EDIT: This answer was posted in response to the original version of the question.
The first part of your question, and the question in your title, appears to be answered in the Wikipedia article on Francoist Spain that you cited:
"... officially known as the Spanish State (Spanish: Estado Español) from 1936 to 1947 and the Kingdom of Spain (Spanish: Reino de España) from 1947 to 1975"
The Wikipedia article on "Spanish State" redirects to Francoist Spain because that was the official name of the state from 1936 to 1947 (i.e. during the "Francoist" era)
The legal basis for the change from "Spanish State" to "Kingdom of Spain" would appear to be Article 1 of the Ley de Sucesión en la Jefatura del Estado (Law of Succession to the Headship of the State) which states:
"Spain, as a political union, is a Catholic, social and representative State that, according to its tradition, is declared a Kingdom"

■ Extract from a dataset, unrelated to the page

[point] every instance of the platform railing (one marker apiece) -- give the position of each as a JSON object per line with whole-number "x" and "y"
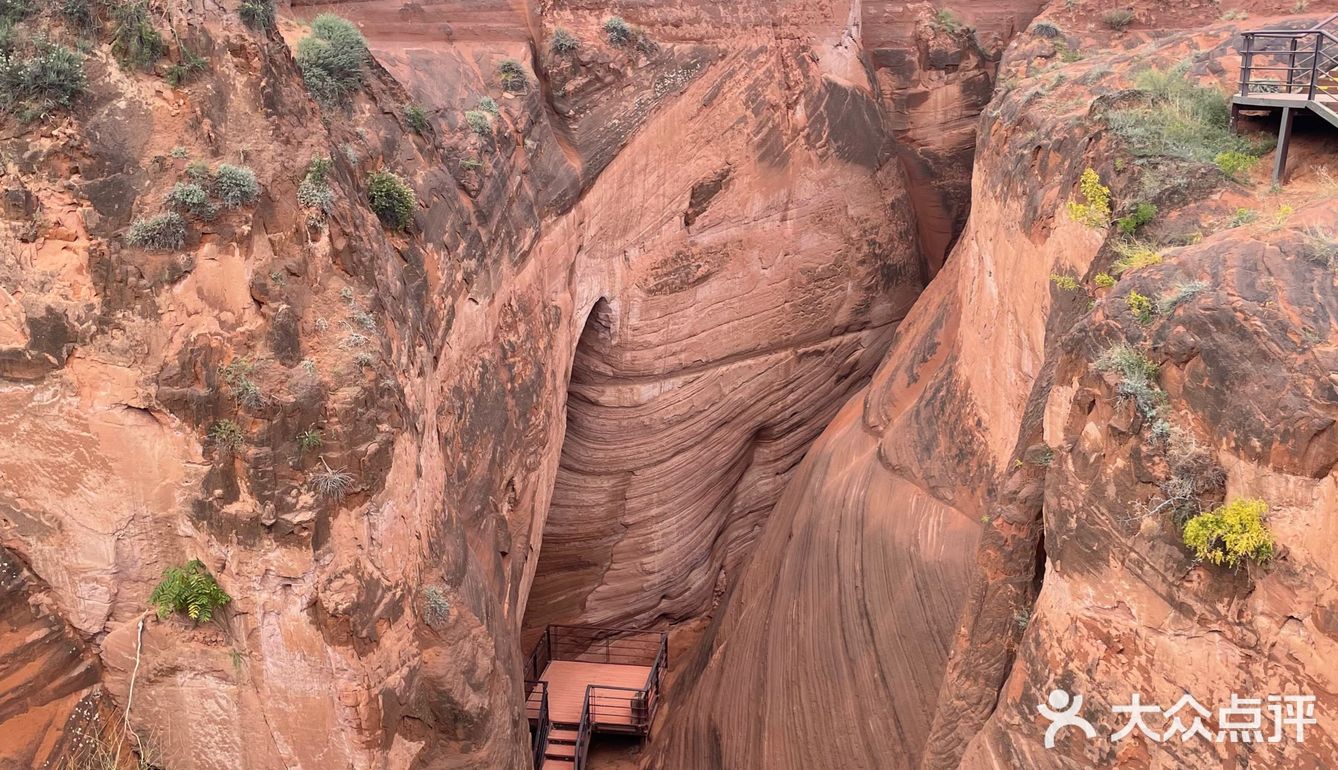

So, after that law was passed in 1947, Spain became officially known as "The Kingdom of Spain".
The Wikipedia article on Francoist Spain that you cited has a link to the Law of Succession to the Headship of the State (via the 1947 referendum on that law) in the section titled Government.
The 1947 Law of Succession to the Headship of the State is one of the eight Fundamental Laws of the Realm established in Spain between 1938 and 1977.